Die G8-Staatsoberhäupter trafen sich vom 1. bis 3. Juni 2003 in Evian-les-Bains unter französischer Präsidentschaft. Vier grundlegende Themenbereiche standen auf der Agenda:

1. Solidarität
2. Verantwortung
3. Sicherheit
4. Demokratisierung

1.      Solidarität

Vorrangig behandelt wurden unter diesem Punkt die Entwicklung und Fortführung der NEPAD-Initiative und die Implementierung der Ziele des Millenniumsgipfel und des Weltgipfels zur Nachhaltigen Entwicklung in Johannesburg (2002).

In einem 20-seitigen Bericht beurteilte die G8 Afrika Gruppe die Fortschritte des 2002 in Kananaskis initiierten Afrika Aktionsplans. Demnach hat die Entwicklungshilfe der G8 an Afrika im letzten Jahr stark zugenommen. Die G8 wollen die Zusammenarbeit mit NEPAD weiter fortsetzen und intensivieren. Interessierte Länder und internationale Organisationen wurden aufgefordert, ebenfalls Repräsentanten zu entsenden und an der Initiative teilzunehmen. Bis 2005 soll ein weiterer Fortschrittsbericht für den Afrika Aktionsplan erstellt werden.

Bezug nehmend auf die Umsetzung der Millenniums- und Entwicklungszielsetzungen von Johannesburg entwarfen die G8 Aktionspläne für die Handlungsschwerpunkte Gesundheit, Wasser, Hungersnot, Wissenschaft und Technologie für nachhaltige Entwicklung. Der Fond zur Bekämpfung von AIDS, Tuberkulose und Malaria und weitere bilaterale Anstrengungen sollen verstärkt, der Zugang zu Gesundheitsversorgung und internationale Kooperation verbessert werden. Die französische Präsidentschaft legte besonders Wert auf den Themenbereich „Wasser“ und ein effektives Anstreben des Millenniumziels, die Zahl der Menschen ohne Zugang zu Wasser und sanitäre Anlagen bis 2015 zu halbieren.

2.      Verantwortung

Unter diesen Punkt fallen hauptsächlich ökonomische Themen. Hinsichtlich weltweiter wirtschaftlicher Wachstumsperspektiven gaben die G8-Staatsoberhäupter trotz aktueller wirtschaftspolitischer Herausforderungen optimistische Einschätzung ab. Schnelle und effektive strukturelle Reformen der eigenen Wirtschaftssysteme sollen die nationalen Wachstumsraten steigern und damit zu weltweitem Aufschwung beitragen.
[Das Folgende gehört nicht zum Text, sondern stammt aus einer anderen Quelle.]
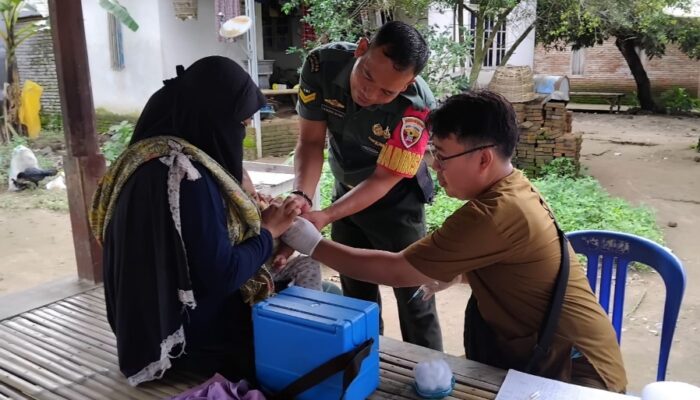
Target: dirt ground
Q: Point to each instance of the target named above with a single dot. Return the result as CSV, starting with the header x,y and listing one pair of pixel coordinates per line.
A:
x,y
644,159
Drei Erklärungen sind in diesem Rahmen verabschiedet worden:

In der Debatte um die Entschuldungsinitiative für HIPCs (Highly Indebted Poor Countries) wurde unter anderem die Notwendigkeit der Zusammenarbeit zwischen den HIPCs und den Institutionen IMF (International Monetary Fund) und Weltbank betont, um länderspezifische Programme zu entwickeln und so eine nachhaltige Entschuldungspolitik zu gewährleisten. Die G8 sind ihrem Versprechen von Kananaskis nachgekommen und haben den Weltbank Trust Fund mit 850 Millionen US-Dollar wieder aufgefüllt. Hinsichtlich der Verschuldung von Ländern mittleren Einkommens wird auf die entsprechenden Beschlüsse der G8- Finanzminister und einen neuen Ansatz des Pariser Clubs verwiesen.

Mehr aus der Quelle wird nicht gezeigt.